Theological Note: God's forgiveness comes first, our repentance follows. God offers, we respond; God proposes, man disposes. Why? Because if a person truly repents deep within his or her heart it is because he or she has hope that change is possible. This hope comes from God; from God's pre-existing gift (or grace) of forgiveness. (Read again, now, the Parable of the Prodigal Son in Luke 15:11-32).
- God's pre-existent forgiveness makes possible human repentance. We can love God only because He loved us first!
- The act of "going to confession", specifically to seek the priest's ministering of sacramental absolution, gives us the concrete and experienced assurance of God's saving action in our time, in our condition, and "where we're at". Jesus Christ acts through His Body, the Church, not to change His Father's mind, but rather to change our minds by revealing to us His saving love.
- When we're in sin we're in a state of confusion, of self doubt, and lack the fullness of freedom because of our insecurity about our selves, particularly in terms of our relationship with God. We live in a deadly (mortal) state of sin; spiritual death has its grip on us and we need resurrection. (Read now in John's Gospel, the first activity of Jesus Christ when He rose from the dead, John 20:19-23, the scriptural grounding for this Sacrament).
- BASIC SCRIPTURAL SOURCES:
Matthew 16:13-19; 18:18-20; Mark 2:1-17; Luke 7:36-50; John 11:1-46; John 20:19-23.
- BASIC ACTION:
The penitent presents himself to the priest or bishop of the Church to receive the action of God's forgiveness through the saving work of Christ the Priest ministering through His Body. The penitent acknowledges his sins specifically and admits his need for reconciliation and penance. Reconciliation with the Body of Christ IS reconciliation with Christ acting through His Apostles (those in Holy Orders) upon whom His Spirit rests. Such a sign effects what it signifies - the symbol becomes the reality (which is true for all of the Sacraments!). But forgiveness is effective only to the degree that the prodigal, the penitent, acknowledges a need to return to the Father's house, change his way of living (conversion) and thereupon live in that set of relationships present in the household of the Father.
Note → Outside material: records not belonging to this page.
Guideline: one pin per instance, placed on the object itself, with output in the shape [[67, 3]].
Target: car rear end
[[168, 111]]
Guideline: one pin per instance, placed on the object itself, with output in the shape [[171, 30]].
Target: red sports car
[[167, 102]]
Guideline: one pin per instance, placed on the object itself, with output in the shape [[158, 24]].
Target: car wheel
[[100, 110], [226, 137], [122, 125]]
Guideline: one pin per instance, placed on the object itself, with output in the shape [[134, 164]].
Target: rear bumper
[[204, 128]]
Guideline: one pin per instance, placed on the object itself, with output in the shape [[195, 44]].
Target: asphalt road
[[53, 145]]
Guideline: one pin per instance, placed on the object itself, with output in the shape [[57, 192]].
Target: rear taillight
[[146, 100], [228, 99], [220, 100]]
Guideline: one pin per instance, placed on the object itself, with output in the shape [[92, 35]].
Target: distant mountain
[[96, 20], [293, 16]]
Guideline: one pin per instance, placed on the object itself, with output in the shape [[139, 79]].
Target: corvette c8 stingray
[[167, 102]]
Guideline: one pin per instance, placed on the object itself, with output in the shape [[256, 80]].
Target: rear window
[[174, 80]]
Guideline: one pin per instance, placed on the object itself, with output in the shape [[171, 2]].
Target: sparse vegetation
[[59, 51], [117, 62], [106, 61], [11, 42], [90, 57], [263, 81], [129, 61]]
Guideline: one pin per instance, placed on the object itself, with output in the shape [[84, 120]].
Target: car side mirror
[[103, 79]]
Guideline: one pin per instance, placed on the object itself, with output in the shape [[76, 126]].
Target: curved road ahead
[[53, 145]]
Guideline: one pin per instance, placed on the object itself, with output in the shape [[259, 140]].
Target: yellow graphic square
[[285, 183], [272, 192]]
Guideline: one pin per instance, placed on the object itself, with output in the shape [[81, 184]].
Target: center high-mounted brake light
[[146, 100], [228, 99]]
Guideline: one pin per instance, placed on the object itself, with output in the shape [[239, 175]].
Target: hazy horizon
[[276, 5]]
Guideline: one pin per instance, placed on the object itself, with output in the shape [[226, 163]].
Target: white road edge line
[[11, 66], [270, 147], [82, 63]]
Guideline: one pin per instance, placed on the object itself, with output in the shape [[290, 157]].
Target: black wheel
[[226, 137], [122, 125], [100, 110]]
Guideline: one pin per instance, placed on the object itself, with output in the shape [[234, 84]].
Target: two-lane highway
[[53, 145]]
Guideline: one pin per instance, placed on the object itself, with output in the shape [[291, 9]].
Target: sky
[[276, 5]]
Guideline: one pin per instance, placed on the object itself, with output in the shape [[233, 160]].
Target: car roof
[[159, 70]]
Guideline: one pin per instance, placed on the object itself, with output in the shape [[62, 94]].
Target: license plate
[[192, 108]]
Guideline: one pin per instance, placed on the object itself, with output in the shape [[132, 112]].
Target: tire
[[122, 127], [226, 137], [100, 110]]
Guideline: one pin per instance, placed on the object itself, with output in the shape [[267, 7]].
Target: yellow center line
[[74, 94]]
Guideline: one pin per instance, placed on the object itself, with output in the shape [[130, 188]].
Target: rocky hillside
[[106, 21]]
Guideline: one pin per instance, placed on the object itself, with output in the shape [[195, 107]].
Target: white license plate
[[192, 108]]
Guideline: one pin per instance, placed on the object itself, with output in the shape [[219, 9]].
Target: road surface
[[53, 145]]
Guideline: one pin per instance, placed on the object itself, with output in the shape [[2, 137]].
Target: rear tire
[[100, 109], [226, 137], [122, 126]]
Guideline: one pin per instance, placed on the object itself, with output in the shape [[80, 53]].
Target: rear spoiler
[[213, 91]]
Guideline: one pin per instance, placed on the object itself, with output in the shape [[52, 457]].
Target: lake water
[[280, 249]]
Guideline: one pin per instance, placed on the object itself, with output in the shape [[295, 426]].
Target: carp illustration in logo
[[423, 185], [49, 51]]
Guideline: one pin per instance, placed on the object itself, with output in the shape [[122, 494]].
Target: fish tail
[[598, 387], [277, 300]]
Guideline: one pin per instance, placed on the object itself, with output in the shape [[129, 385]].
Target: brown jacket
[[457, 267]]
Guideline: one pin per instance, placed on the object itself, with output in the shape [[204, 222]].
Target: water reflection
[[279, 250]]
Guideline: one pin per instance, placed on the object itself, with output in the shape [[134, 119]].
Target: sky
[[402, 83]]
Theological Note: Read again the Raising of Lazarus (John 11:1-46) and note that forgiveness, deliverance, healing, freedom and new life are all inter-connected realities. The "Baptism for the remission of sins" is immersion into the death-resurrection event of Jesus Christ so we can be unbound and go free. All Sacraments emerge out of the events and works of Christ in Holy Thursday, Good Friday, Easter Sunday, and Pentecost, the sum being called "The Paschal Mystery". For that is Christ's "hour", the "baptism" He longed for, and the transmission of His power into His Body, the Church. Another definition of the Church is that she is the continuation of the Christ event down through human time and history.
When all is said and done, there is only one Sacrament, Jesus Christ, expressed and mediated to us in seven highly significant ways through His Body, the Church.